“Comme il vous plaira” à la Pépinière : on adore !
C’est à une véritable fête du théâtre à laquelle on assiste tous les soirs à la Pépinière Théâtre avec cette bienheureuse adaptation de la comédie de Shakespeare signée Pierre-Alain Leleu, dont la jeune Léna Bréban nous propose une mise en scène inventive, explosive et d’une fraîcheur revigorante. A savourer par tous et à tout âge, car ça chante, ça danse et ça nous fait rêver.
Exclusion
Comme à son habitude et en scénariste hors-pair, William Shakespeare prend le spectateur par la main et le plonge dès le prologue de la pièce face à une situation à l’issue problématique. Nous sommes dans un duché de France et voici Orlando, frère malheureux d’Olivier qui le maltraite et le persécute alors qu’il a la charge de s’en occuper depuis la mort de leur père. Face aux deux frères ennemis surgissent deux cousines qui s’aiment comme des soeurs. Célia est la fille du Duc Frédérick, qui règne en tyran et a usurpé les terres de son frère en exil. La fille du Duc exilé, Rosalinde, a pu rester dans le duché en raison de sa complicité avec Célia. Mais voilà qu’un beau jour, les deux cousines assistent à un combat dont le vainqueur, Orlando, un beau jeune homme athlétique, séduit Rosalinde passablement enchantée par la vue du jeune homme. Naturellement, au même moment, on apprend que Rosalinde est bannie par le Duc Fredérick et qu’Orlando, partisan du Duc banni, se doit aussi de fuir. Que va-t-il arriver aux deux amants ? Pourquoi Célia décide-t-elle aussi de fuir avec Rosalinde, et se retrouvent-elles aussi déguisées toutes deux comme un couple de paysans ?
La forêt magique
La forêt est un thème à la récurrence magique, un bain de sorcellerie qui favorise les travestissements, aide les amoureux à se cacher et les malins à percer le secret des arbres, souvent bons conseilleurs pour clarifier les énigmes impossibles. C’est ainsi que le génie de Shakespeare projette tout ce petit monde dans la forêt d’Arden, une invention franco-anglaise, que le faux Ganymède, en réalité Rosalinde, promet à l’amoureux Orlando un remède de sorcier pour le délivrer de sa passion amoureuse en le voyant chaque jour, que la fausse Aliéna (Célia) jouera les entremetteuses, que le couple de bergers Phébé et Sylvius rentreront dans le droit chemin avec un fou poète et une paysanne simplette. L’esprit de la forêt souffle très fort, en même temps que l’ivresse amoureuse et l’équilibre magique de la raison.

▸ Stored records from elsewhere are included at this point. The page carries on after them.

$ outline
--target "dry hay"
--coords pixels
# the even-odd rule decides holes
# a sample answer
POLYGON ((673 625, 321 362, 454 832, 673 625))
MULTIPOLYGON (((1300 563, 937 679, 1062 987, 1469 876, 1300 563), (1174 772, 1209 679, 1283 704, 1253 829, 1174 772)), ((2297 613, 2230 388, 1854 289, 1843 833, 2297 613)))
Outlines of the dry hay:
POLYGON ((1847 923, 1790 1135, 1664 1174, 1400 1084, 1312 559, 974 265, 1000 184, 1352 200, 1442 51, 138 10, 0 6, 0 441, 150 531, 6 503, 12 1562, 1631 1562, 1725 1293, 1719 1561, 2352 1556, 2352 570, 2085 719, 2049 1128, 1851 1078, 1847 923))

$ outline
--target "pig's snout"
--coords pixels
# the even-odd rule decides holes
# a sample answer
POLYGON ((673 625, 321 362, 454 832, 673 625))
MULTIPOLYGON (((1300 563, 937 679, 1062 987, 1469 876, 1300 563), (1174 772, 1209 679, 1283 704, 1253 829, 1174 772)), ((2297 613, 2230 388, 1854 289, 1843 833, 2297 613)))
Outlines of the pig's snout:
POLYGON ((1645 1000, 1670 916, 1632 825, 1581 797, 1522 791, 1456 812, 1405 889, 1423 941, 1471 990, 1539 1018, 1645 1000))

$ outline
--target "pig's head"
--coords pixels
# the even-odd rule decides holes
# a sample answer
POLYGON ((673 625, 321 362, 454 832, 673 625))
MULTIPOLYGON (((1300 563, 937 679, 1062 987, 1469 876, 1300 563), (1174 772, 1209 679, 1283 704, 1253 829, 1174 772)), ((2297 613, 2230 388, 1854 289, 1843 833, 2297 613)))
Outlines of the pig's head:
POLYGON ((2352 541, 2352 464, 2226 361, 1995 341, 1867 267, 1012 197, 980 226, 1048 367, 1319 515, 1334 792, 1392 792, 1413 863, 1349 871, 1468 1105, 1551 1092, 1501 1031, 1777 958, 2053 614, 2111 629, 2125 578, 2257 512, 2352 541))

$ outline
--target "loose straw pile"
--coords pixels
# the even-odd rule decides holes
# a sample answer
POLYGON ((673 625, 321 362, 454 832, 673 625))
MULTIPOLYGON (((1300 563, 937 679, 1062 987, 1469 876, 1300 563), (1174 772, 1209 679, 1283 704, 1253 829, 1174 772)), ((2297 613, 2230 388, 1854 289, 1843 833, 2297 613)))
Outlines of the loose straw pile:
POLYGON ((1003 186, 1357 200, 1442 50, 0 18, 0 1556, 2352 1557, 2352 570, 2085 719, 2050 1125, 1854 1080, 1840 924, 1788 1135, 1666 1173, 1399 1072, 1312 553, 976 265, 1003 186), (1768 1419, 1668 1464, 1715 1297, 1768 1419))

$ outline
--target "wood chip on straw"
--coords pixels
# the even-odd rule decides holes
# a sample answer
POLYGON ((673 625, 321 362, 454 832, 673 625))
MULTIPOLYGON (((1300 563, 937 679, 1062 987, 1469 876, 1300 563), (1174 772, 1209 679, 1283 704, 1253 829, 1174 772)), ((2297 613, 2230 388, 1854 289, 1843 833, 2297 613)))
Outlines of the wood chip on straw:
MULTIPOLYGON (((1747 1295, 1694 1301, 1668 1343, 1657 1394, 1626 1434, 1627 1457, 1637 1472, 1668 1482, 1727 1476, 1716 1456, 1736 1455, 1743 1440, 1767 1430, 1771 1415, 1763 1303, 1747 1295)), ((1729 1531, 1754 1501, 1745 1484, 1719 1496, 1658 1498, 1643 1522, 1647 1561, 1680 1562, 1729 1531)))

Léna Bréban fait son miel de cette comédie féérique et morale, avec la complicité judicieuse et éclairée de Pierre-Alain Leleu, qui joue et actualise le texte de manière spirituelle et tendre, n’hésitant pas à prendre des libertés qui guident allègrement l’auteur.
En musique
Jaillissant de tous les coins du théâtre, investissant les balcons et les issues de secours, les comédiens flamboyants interprètent à la vitesse de l’éclair plusieurs personnages, se lancent avec beaucoup de sincérité dans des dialogues intenses, passant du rire aux larmes avec la fluidité d’une bande dessinée. Tous sont chanteurs et musiciens, s’essayant au piano, à la guitare ou au banjo avec une précision de géomètre. Entre chaque acte, des tubes anglo saxons des années 70 nous embarquent dans une atmosphère californienne à la suave mélodie que l’on a tous envie d’entonner. Barbara Schultz campe une éblouissante Rosalinde, malicieuse, vive et comique à souhait; Ariane Mourier, dans le rôle de Célia, lui donne la réplique, facétieuse et lumineuse, tandis que l’Orlando de Lionel Erdogan ne coche aucun défaut. Jean-Paul Bordes, Pierre-Alain Leleu, Eric Bougnon, Léa Lopez, Adrien Urso et Adrien Dewitte complètent une distribution formidable d’énergie et de talents mêlés. Pour notre plus grande joie et celle du spectacle vivant.